Elsayed et al., 2018

Source: Elsayed et al., 2018


  • Aims to answer whether humans are prone to similar mistakes as computer vision models
  • Leverage techniques that transfer adversarial examples to other models with unknown parameters and architecture
  • Find that robust adversarial examples also affect time-limited humans
  • Links: [ website ] [ pdf ]


  • Small, carefully designed perturbations to the input can cause machine learning models to produce the incorrect output, this is known as adversarial examples
  • One phenomenon that has been observed is that adversarial examples often transfer across a wide variety of models
  • While humans also exhibit errors to certain inputs (e.g. optical illusions), these generally don’t resemble adversarial examples
  • Since humans are usually used as existence proof for AI algorithms, either:
    • Humans resist this class of adversarial examples, and therefore it should be possible for machines too
    • Humans are also affected, and therefore should maybe focus on making systems secure despite having non-robust machine learning components
  • Notes about definition of adversarial examples:
    • Designed to cause a mistake, not necessarily differ from human judgement
    • Do not have to be imperceptible (to humans)
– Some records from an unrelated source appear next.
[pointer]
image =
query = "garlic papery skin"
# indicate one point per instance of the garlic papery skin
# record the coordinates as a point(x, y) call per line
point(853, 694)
  • Machine Learning Vision Pipeline

    • Combined ImageNet images into six coarse categories in three groups: Pets (dog, cat), Vegetables (broccoli, cabbage), Hazard (spider, snake)
    • Train ensemble of 10 CNN models which were based on Inception and ResNet but had an additional retinal layer to better match early human visual processing (e.g. spatial blurring from foveation)
    • Generate adversarial examples on these classifiers using gradient descent with new target class, with max perturbation on a single pixel constrained by $\epsilon$
  • Psychophysics Experiments

    • 38 subjects sat in fixed chair and asked to classify images as one of two classes (two alternative forced choice)
    • After short fixation period, image that spanned $14.2^{\circ}$ visual angle was shown for 63ms, followed by ten high contrast binary random masks (20ms ea.)
    • Participants had up until 2200 ms after mask was turned off to respond, time pressure helps ensure that even subtle effects on perception are detectable
    • Each session only included one of the image groups (Pets, Vegetables, Hazard) with images in one of four conditions:
      • image: images from ImageNet rescaled to [40, 215] to prevent clipping when perturbations are added
      • adv: images with adversarial perturbations $\delta_{adv}$ added that made models output the opposite class in the group, $\epsilon=32$
      • flip: images with $\delta_{adv}$ flipped vertically before being added, used as control
      • false: images from ImageNet outside of the two classes in the group, but perturbed towards one of the classes in the group, $\epsilon=40$


  • Adversarial examples tested on two new models successful for adv and false conditions, while flip images had little effect (validating its use as control)
  • In the false condition, adversarial perturbations successfully biased human decisions in all three groups by ~1-5% and response time was inversely correlated to the perceptual bias pattern
  • In the other setting, humans had similar accuracies on image and flip conditions while being ~7% less accurate on adv images


  • Without a time limit humans still get the correct class, suggesting that:
    • The adversarial perturbations do not change the “true class”
    • Recurrent connections could add robustness to adversarial examples
    • Or that adversarial examples do not transfer well from feed-forward to recurrent networks
  • Qualitatively, perturbations seem to work by modifying object edges, modifying textures, and taking advantage of dark regions (lager perceptual change for given size perturbation)
  • Results open up a lot of questions for further investigation:
    • How does transfer depend on $\epsilon$?
    • Can retinal layer be removed?
    • How crucial is the model ensembling?